Partecipò a numerose esposizioni nazionali e internazionali e ottenne vari riconoscimenti sia in Italia sia all'estero; fu socio onorario della R. Accademia di Brera nel 1885 e consigliere accademico nel 1895. Nel 1896 la Permanente gli dedicò una mostra postuma, con ben 154 dipinti. Fra gli acquirenti dei suoi quadri figurano, oltre a numerose famiglie dell'aristocrazia e dell'alta borghesia lombarde, anche Vittorio Emanuele II e il ministero della Pubblica Istruzione. Ciò nonostante fu presto dimenticato dalla critica e venne rivalutato solo dopo lo studio di R. Calzini (1921), tanto è vero che alla Biennale di Venezia del 1922, figurava con ben tredici opere (cfr. catal., pp. 53 ss.; G. Nicodemi, in Rassegna d'arte, XXII[1922], p. 241; F. Sapori, in Emporium, LV [1922], pp. 324, 326). 1 suoi dipinti più importanti sono: Il giogo del San Bernardino, della Gall. naz. d'arte moderna di Roma e Artiglieria da montagna, della Gall. d'arte moderna di Milano. Un altro dipinto, pure conservato nella Gall. d'arte moderna di Milano e intitolato In giardino, porta la dedica al maestro Pagliano. La maggior parte dei suoi quadri sono nella raccolta degli eredi, alcuni altri in collezioni private lombarde; sappiamo che egli era molto geloso delle sue opere, che non le vendeva volentieri e che spesso le riacquistava.

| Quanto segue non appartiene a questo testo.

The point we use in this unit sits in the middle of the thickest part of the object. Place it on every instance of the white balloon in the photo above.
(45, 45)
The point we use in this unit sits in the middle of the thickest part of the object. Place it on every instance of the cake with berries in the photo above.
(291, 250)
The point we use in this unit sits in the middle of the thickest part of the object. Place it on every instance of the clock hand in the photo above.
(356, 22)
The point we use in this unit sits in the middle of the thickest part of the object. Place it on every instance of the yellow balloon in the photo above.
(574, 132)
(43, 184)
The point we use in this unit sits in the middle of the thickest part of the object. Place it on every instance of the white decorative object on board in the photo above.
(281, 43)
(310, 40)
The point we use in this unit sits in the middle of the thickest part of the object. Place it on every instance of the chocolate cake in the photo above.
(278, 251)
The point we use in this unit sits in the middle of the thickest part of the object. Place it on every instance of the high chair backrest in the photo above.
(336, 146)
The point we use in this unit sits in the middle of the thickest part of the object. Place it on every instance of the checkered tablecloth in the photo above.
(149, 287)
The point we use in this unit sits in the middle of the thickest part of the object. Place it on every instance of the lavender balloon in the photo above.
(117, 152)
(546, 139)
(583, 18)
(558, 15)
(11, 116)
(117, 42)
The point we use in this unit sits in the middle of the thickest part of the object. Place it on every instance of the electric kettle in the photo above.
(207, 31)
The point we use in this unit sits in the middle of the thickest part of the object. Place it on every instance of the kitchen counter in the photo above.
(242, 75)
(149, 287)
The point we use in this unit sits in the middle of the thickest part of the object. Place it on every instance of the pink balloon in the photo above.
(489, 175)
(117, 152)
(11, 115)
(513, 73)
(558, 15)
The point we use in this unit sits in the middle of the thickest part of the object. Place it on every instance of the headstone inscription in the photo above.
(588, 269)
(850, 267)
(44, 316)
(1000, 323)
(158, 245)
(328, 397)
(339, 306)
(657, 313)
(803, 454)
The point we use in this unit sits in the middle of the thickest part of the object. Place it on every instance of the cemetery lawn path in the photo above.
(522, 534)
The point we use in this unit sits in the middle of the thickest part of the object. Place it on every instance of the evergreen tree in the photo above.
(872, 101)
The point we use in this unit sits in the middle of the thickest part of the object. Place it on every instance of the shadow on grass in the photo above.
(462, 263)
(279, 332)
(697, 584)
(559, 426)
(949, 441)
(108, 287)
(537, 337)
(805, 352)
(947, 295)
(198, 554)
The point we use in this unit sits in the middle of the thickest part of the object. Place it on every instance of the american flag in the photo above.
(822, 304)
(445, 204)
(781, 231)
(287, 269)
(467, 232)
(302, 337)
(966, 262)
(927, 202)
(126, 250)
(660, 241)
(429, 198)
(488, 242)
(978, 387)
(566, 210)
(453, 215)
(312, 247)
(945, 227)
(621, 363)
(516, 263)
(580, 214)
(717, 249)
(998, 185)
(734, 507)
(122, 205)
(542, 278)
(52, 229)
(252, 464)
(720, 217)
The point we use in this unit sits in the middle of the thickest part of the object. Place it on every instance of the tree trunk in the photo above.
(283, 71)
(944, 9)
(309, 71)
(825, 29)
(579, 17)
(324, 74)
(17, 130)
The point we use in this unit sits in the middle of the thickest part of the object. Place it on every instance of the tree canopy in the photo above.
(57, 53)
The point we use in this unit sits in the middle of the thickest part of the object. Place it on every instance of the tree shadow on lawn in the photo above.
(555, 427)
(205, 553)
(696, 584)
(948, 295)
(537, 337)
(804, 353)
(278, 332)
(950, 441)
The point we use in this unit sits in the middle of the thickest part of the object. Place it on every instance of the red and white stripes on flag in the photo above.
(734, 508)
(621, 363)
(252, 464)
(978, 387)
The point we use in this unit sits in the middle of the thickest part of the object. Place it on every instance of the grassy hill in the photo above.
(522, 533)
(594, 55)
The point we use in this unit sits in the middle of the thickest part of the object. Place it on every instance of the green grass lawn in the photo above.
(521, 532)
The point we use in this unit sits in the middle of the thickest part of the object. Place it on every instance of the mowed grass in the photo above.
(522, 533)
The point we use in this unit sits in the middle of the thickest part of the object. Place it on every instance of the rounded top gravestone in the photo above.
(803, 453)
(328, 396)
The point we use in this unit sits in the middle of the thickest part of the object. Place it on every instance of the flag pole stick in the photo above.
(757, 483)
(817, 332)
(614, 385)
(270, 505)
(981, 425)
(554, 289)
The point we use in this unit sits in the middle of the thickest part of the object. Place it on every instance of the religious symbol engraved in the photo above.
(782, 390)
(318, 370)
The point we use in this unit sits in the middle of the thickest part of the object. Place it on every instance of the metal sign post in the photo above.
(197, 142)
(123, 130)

Fonti e Bibl.: Necrol. in Natura e arte, VI (1895-96), 13; L'Arte illustrata, XIV (1896), p. 15; Veglie ital., I (1896), p. 46; Esposizione postuma delle opere di U. D. ..., Milano 1896; A. De Gubernatis, Diz. d. artisti ital. viventi, Firenze 1889, pp. 155 s .;[V. Bignami] La pittura lombarda del sec. XIX, Milano 1900, p. 78;R. Calzini, U. D., Roma 1921;E. Piceni-M. Cinotti, La pittura a Milano dal 1815 al 1915, in Storia di Milano, XV, Milano 1962, pp. 543 s.; E. Piceni-M. Monteverdi, Pittura lombarda dell'Ottocento, Milano 1969, p. 75; Milano 70/70, I, Milano 1970, p. 174; U. Thieme-F. Becker, Künstlerlexikon, XXVI, p. 67 (sub voce Orto, Uberto dell').